Certes, ces affaires concernaient des conventions conclues entre des entreprises ayant un dirigeant commun mais sans aucun lien capitalistique direct. Certes également, le problème ne s’était posé qu’à la suite de bouleversements intervenus au sein de la société destinataire des prestations (cession de titres, révocation du directeur général, etc.).
Mais à s’en tenir à la généralité des termes employés et au fondement juridique visé, la jurisprudence précitée est applicable aux conventions conclues entre sociétés d’un même groupe : la question est de savoir si la convention litigieuse porte atteinte ou non aux fonctions de direction générale dévolues au mandataire social, fonctions dont les contours sont dessinés progressivement par la jurisprudence et que le mandataire social ne peut pas transférer.
Dès lors que les conséquences de cette jurisprudence peuvent être graves tant pour la société prestataire5 que pour la société qui a versé les redevances (laquelle pourrait notamment devoir réintégrer les sommes versées dans son résultat imposable6), il convient d’envisager ces conventions avec une grande prudence.
Entre autres désagréments, les dirigeants, bien souvent, communs pourraient être poursuivis pour abus de biens sociaux et les associés pourraient voir la réduction d’ISF ou d’impôt sur le revenu, dont ils ont pu bénéficier, remise en cause.
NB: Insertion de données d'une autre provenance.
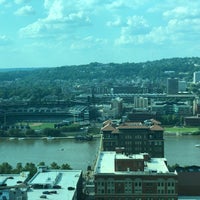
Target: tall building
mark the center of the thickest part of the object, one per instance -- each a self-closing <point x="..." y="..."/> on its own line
<point x="134" y="137"/>
<point x="196" y="77"/>
<point x="118" y="176"/>
<point x="117" y="106"/>
<point x="140" y="102"/>
<point x="182" y="85"/>
<point x="172" y="86"/>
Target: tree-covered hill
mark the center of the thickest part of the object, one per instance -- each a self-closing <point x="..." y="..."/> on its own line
<point x="62" y="82"/>
<point x="151" y="70"/>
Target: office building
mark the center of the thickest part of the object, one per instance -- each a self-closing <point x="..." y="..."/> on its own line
<point x="196" y="77"/>
<point x="56" y="184"/>
<point x="13" y="186"/>
<point x="140" y="102"/>
<point x="172" y="86"/>
<point x="118" y="176"/>
<point x="134" y="137"/>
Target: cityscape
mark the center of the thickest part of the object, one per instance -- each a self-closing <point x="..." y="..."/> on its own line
<point x="99" y="100"/>
<point x="125" y="124"/>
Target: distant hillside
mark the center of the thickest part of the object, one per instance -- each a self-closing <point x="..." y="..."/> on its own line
<point x="152" y="70"/>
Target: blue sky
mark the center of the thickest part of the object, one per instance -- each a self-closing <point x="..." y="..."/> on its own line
<point x="50" y="33"/>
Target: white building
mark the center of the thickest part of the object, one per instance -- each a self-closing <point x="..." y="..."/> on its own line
<point x="56" y="184"/>
<point x="182" y="85"/>
<point x="140" y="102"/>
<point x="12" y="186"/>
<point x="196" y="77"/>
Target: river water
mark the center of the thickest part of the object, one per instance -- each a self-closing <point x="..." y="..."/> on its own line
<point x="178" y="149"/>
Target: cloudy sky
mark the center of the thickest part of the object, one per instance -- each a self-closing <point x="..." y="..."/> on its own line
<point x="50" y="33"/>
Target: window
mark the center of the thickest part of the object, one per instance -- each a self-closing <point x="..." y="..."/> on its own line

Il convient de retenir qu’une convention entre une société holding et sa filiale ne doit pas porter sur des prestations relevant de la « direction générale » mais sur des prestations techniques, financières, administratives, commerciales, etc. clairement distinctes des fonctions du mandataire social ; ce qui peut être difficile à établir notamment dans les sociétés de « petite taille » et présuppose a minima que la société holding emploie le personnel nécessaire à l’exécution de ces missions spécifiques.
En pratique, si les seules personnes mises à disposition sont les dirigeants de la holding, la solution la moins risquée, chaque fois qu’elle est possible, consiste à transformer la filiale en Société par actions simplifiée. La société holding est désignée comme présidente 9 et est alors rémunérée pour ses fonctions de mandataire social.
Si la convention prévoit une mise à disposition de salariés de la holding pour l’exécution de prestations techniques (clairement distinctes de la direction générale cf.ci-dessus), ceux-ci ne doivent exercer aucun mandat social dans la filiale (sauf technique du contrat-mandat10) et ne pas être liés à cette dernière par un contrat de travail.
Avant toute prise de décision, il apparaît nécessaire de mener au préalable une réflexion globale qui portera sur l’objet, la rédaction et les conditions d’exécution des conventions existantes.
Dans une première affaire jugée en 2010[1], une SA avait conclu avec une société, dirigée par son propre directeur général, une convention de prestations de services (action commerciale, gestion industrielle et des ressources humaines). La SA avait demandé l’annulation de la convention et la restitution des sommes versées. La Cour de cassation approuve la Cour d’appel d’avoir jugé que les termes de la convention aboutissaient à déléguer à la société prestataire les fonctions du directeur général et à la rémunérer pour des fonctions exercées par le directeur général de la SA. En conséquence, la convention, en l’absence de contrepartie réelle pour la SA, était dépourvue de cause et devait être annulée.